A plane will carry the aid from Caracas to the Amman airport on Sunday, and the same plane will bring 100 Palestinian students who have been granted scholarships to study in Venezuela to the country, the statement said.
Last week, Venezuela’s president Nicolas Maduro said his country would grant 1,000 Palestinians scholarships for Venezuelan universities.
Linda Subih, the ambassador of Palestine to Venezuela, said in the statement that she and 31 young Venezuelan men and women would accompany the aid to Amman, after which it would be sent to Gaza.

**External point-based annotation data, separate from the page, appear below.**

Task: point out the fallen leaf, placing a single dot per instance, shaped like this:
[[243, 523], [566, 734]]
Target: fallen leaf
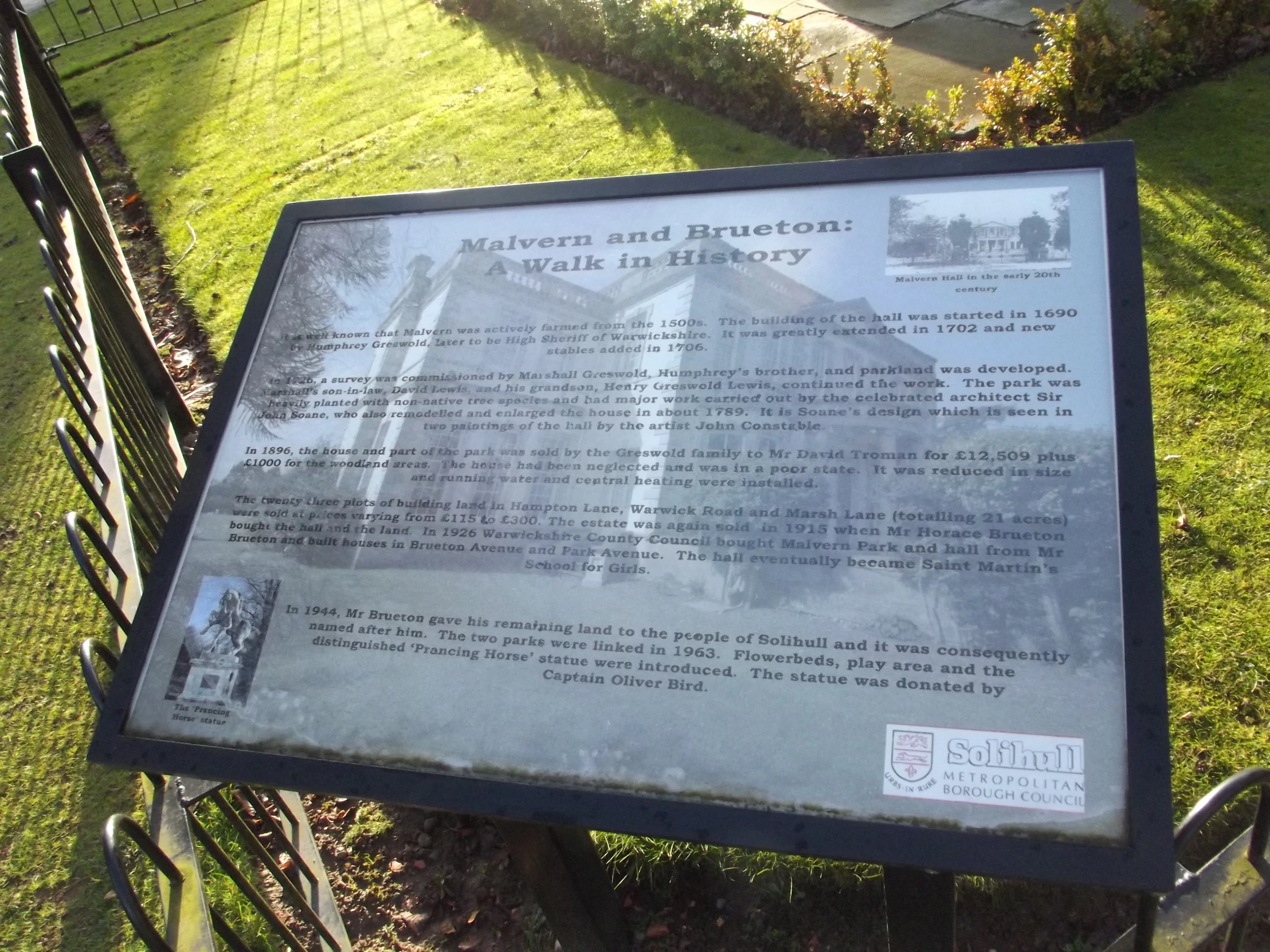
[[414, 920]]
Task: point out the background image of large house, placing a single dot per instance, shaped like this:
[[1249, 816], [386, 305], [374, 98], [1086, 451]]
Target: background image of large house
[[1012, 227]]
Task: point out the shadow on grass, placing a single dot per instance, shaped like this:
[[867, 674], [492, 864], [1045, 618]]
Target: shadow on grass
[[308, 52], [91, 920]]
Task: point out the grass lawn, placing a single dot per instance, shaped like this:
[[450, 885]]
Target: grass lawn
[[248, 107], [295, 99], [234, 116], [1206, 204]]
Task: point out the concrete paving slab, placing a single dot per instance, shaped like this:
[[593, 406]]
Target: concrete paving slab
[[966, 41], [778, 9], [912, 74], [885, 13], [1015, 12], [830, 33], [785, 10]]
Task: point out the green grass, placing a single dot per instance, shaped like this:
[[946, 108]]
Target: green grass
[[297, 99], [225, 122], [247, 107], [1206, 204]]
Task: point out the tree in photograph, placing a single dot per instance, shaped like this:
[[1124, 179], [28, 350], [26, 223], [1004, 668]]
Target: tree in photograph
[[959, 237], [1062, 240], [900, 225], [1034, 235], [328, 258]]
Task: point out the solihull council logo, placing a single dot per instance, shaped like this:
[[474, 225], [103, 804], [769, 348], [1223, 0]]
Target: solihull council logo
[[912, 754]]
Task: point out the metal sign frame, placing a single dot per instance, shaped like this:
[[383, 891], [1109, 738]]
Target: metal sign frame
[[1144, 863]]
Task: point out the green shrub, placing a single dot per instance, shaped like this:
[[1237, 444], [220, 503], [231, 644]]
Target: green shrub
[[709, 54]]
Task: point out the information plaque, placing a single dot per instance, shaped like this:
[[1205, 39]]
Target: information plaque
[[806, 508]]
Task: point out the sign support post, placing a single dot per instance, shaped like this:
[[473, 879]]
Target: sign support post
[[571, 885], [921, 909]]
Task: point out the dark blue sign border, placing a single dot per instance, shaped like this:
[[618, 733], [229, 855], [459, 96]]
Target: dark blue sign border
[[1144, 863]]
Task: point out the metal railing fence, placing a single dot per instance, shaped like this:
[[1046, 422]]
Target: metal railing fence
[[125, 449], [65, 22]]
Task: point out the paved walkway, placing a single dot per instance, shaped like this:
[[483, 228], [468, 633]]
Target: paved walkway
[[935, 44]]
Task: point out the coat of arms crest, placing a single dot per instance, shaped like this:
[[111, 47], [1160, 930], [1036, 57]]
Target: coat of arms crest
[[912, 754]]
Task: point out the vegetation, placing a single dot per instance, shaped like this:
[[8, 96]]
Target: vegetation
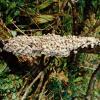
[[76, 77]]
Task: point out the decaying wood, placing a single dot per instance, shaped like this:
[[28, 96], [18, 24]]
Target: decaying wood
[[51, 45]]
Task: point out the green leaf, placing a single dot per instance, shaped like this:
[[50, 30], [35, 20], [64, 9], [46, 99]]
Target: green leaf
[[45, 4], [78, 79]]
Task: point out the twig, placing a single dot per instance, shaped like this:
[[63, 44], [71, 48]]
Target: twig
[[40, 84], [43, 89], [28, 89], [91, 84]]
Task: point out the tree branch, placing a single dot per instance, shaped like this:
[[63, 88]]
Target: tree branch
[[91, 84], [51, 45]]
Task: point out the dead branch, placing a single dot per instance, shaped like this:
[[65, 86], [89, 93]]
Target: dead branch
[[91, 85], [50, 45]]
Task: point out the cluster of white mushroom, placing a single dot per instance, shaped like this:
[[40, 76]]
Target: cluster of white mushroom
[[49, 45], [73, 1]]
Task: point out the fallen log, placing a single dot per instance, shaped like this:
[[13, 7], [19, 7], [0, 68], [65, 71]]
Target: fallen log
[[27, 50], [51, 45]]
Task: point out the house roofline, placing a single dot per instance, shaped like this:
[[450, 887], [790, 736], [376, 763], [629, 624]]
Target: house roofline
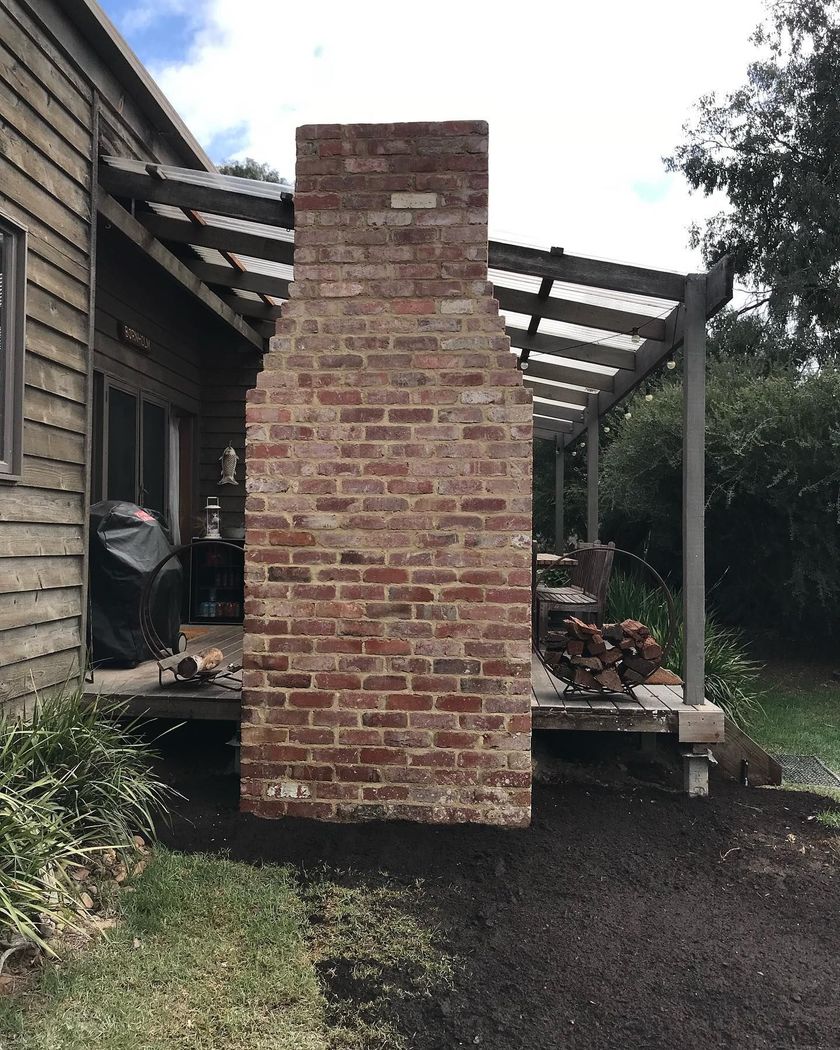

Meanwhile, companies in Gaza have stopped providing the al-Shifa hospital with food for meals in protest against not being paid for five months, a hospital official said Saturday.
Nasr al-Tatar, the general director of al-Shifa hospital in Gaza City, told Ma’an the move was dangerous as it impacts both patients and medical workers.
The hospital owes 800,000 shekels (approximately $211,000) to the companies for food.
Al-Shifa hospital serves about 1,500 meals a day, and this number doubled during the Israeli offensive on Gaza in July and August.